Disk-load (dev) builds skip the encoder entirely: WGSL data is the file
path, never the file contents.

### Runtime (`src/util/asset_manager.cc`)

`GetAsset()` checks `compression` on a cache miss:

- `NONE` → return the static pointer (or hit the existing PROC / disk-load
  branch).
- `ANS_ASCII` → allocate `uncompressed_size + 1` bytes,
  `ans::Decode(..., GetAnsAsciiHistogram())`, NUL-terminate, cache.

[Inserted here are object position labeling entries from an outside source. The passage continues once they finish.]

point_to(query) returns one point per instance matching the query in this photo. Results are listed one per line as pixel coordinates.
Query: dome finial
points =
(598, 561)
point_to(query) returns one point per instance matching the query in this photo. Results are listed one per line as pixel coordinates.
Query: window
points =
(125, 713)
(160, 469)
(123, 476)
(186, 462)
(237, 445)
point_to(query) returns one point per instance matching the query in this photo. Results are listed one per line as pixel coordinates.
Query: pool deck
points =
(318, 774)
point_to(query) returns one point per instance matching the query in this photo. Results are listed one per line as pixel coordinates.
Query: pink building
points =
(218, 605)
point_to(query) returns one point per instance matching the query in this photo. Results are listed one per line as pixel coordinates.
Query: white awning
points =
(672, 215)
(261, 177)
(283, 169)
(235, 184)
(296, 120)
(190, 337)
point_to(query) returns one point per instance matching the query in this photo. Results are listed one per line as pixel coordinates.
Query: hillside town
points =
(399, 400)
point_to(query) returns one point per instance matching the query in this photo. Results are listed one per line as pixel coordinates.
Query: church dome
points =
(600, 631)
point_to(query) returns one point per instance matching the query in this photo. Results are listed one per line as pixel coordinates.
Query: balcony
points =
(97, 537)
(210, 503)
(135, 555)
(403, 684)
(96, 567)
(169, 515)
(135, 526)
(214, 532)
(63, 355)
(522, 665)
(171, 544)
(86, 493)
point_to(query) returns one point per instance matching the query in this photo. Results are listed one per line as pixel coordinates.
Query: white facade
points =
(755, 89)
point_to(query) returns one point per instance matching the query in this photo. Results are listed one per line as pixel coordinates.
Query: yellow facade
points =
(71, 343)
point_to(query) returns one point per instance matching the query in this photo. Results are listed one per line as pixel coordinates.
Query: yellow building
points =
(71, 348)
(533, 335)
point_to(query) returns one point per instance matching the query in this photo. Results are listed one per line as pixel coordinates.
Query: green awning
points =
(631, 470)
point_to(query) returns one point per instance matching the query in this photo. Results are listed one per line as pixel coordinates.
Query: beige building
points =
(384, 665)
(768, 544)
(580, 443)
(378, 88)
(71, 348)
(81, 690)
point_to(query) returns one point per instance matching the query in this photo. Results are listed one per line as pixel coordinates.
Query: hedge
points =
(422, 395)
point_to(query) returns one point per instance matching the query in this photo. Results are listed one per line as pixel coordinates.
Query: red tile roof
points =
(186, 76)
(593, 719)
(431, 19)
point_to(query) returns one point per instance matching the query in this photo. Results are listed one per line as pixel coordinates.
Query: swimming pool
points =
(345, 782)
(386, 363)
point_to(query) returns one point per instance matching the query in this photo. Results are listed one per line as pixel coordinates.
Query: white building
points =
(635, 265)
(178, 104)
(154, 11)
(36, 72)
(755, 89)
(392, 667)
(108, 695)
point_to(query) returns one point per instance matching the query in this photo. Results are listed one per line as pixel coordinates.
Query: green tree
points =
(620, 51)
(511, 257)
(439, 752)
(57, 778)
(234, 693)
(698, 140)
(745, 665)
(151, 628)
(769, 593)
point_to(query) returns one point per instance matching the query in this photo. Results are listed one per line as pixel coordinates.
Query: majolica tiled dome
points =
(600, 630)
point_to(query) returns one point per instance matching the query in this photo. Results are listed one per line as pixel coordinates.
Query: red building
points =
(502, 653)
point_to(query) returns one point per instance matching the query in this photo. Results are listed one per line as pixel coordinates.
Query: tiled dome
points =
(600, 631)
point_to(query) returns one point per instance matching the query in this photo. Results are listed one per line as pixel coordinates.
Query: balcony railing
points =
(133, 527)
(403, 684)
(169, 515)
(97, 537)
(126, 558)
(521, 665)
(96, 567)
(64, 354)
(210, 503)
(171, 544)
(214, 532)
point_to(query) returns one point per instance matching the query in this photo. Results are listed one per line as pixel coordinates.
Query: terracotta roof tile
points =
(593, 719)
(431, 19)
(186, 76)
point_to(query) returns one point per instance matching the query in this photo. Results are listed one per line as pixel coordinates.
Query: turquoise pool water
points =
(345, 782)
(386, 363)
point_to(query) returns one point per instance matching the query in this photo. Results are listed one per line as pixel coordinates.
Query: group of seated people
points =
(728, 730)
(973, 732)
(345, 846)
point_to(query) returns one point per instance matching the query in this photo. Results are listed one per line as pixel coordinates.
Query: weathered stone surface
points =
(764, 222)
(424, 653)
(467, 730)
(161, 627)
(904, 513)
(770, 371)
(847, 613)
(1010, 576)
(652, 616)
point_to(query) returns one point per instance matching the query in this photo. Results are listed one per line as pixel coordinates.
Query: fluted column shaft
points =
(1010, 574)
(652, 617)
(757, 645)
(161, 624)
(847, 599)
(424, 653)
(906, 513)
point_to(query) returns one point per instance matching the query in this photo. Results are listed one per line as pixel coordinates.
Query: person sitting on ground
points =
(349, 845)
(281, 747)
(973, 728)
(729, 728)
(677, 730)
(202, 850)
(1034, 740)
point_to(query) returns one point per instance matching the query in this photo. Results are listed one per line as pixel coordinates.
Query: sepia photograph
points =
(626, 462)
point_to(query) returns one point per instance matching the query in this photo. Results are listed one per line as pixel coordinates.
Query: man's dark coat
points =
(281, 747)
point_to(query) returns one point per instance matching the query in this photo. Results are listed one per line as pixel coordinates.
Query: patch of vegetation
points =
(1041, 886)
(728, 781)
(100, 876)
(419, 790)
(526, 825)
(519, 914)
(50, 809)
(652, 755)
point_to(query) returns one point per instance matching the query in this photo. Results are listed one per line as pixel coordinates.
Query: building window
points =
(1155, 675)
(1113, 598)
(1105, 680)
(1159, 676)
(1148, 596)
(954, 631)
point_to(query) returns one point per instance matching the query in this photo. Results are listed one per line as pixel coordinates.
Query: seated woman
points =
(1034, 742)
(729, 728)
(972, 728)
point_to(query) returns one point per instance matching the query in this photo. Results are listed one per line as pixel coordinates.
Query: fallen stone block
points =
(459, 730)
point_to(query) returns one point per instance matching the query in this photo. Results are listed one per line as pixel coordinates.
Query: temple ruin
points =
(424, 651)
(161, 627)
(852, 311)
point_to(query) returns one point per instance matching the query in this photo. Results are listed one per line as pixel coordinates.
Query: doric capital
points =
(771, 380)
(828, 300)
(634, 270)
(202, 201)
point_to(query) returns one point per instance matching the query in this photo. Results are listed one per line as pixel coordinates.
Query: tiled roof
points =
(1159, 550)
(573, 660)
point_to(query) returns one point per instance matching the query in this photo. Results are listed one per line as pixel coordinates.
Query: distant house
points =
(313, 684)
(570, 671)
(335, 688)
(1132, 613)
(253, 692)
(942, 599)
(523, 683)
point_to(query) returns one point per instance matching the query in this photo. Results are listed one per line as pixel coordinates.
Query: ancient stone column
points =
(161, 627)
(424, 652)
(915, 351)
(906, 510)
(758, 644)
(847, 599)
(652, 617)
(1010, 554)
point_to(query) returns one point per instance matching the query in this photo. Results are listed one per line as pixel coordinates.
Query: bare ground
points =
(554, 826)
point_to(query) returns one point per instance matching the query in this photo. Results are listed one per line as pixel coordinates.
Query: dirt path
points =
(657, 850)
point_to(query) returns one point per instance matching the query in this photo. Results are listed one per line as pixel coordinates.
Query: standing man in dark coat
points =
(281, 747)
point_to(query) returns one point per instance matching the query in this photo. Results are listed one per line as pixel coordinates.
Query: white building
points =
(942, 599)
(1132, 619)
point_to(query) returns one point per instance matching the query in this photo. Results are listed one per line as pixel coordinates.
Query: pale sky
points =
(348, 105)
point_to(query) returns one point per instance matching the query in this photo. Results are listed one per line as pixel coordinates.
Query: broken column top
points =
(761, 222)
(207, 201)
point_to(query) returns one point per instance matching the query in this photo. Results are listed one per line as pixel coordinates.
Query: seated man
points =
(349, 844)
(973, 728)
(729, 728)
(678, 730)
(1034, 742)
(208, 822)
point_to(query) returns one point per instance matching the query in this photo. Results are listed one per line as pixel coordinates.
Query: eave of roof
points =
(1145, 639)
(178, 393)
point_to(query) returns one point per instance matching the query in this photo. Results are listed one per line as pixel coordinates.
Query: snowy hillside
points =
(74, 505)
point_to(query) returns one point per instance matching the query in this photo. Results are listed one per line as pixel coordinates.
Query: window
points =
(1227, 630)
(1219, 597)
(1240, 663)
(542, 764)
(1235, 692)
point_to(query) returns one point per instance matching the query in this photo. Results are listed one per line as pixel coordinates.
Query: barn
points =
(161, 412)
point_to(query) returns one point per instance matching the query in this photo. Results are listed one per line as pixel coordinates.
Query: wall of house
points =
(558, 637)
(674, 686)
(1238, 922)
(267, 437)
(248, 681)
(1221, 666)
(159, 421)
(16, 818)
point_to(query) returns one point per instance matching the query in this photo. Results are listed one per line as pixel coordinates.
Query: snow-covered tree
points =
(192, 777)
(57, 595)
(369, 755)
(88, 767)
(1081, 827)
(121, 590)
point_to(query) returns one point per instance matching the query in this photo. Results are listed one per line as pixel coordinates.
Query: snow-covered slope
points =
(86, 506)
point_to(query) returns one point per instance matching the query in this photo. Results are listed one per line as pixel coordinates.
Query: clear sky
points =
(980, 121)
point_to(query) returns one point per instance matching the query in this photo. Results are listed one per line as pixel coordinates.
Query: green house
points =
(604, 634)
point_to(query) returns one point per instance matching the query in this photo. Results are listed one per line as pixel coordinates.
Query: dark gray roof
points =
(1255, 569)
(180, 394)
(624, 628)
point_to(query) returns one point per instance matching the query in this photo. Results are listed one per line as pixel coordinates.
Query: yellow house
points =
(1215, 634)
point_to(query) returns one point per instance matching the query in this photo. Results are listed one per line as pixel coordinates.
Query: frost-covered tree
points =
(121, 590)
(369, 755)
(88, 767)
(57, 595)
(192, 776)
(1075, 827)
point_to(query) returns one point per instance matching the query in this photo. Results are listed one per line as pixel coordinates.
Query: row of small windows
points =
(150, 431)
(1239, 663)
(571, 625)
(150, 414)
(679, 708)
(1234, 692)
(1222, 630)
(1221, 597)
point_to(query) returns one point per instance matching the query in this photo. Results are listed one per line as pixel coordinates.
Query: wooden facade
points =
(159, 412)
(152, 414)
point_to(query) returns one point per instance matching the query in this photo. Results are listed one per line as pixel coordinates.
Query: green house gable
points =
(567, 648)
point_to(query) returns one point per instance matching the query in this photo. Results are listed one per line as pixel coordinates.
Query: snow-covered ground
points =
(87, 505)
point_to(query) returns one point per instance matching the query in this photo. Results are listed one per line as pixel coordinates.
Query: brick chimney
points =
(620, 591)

`DropAsset()` and `ReloadAssetsFromFile()` free the heap-allocated buffer
when `compression != NONE`, alongside the existing procedural cleanup.

---

## Observed Compression

`workspaces/main`, STRIP_ALL build: WGSL shaders compress to **0.62×–0.71×**
their raw size (81 of 105 assets qualify). Round-trip verification runs
at pack time for every compressed asset; failures abort the build.

---

## Limitations

The encoder returns `false` if it cannot produce a final state above
`kMask` for some chunk. With the corpus-derived ASCII histogram this never
trips on the demo's WGSL corpus, but inputs with a near-monolithic byte
distribution can fail. Such assets fall back to uncompressed storage.

---

## Tests

`src/tests/util/test_ans.cc` (run via `make run_util_tests` or
`./build/test_ans`):

- Roundtrip variants: empty, single byte, single-symbol run, all-zeros,
  random uniform, random skewed, repeated ASCII.
- Seeded-vs-uniform: a corpus-matched histogram compresses at least as
  well as a uniform seed.
- Rejection: mismatched seed model, payload bit-flip, truncated stream.
- `PeekUncompressedSize` returns the header value.

---

## See Also

- `doc/ASSET_SYSTEM.md` — overall asset pipeline.
- `src/util/ans.h` — public API.
- `tools/asset_packer.cc` — corpus scan and per-asset compression.
- `src/util/asset_manager.cc` — runtime decompression.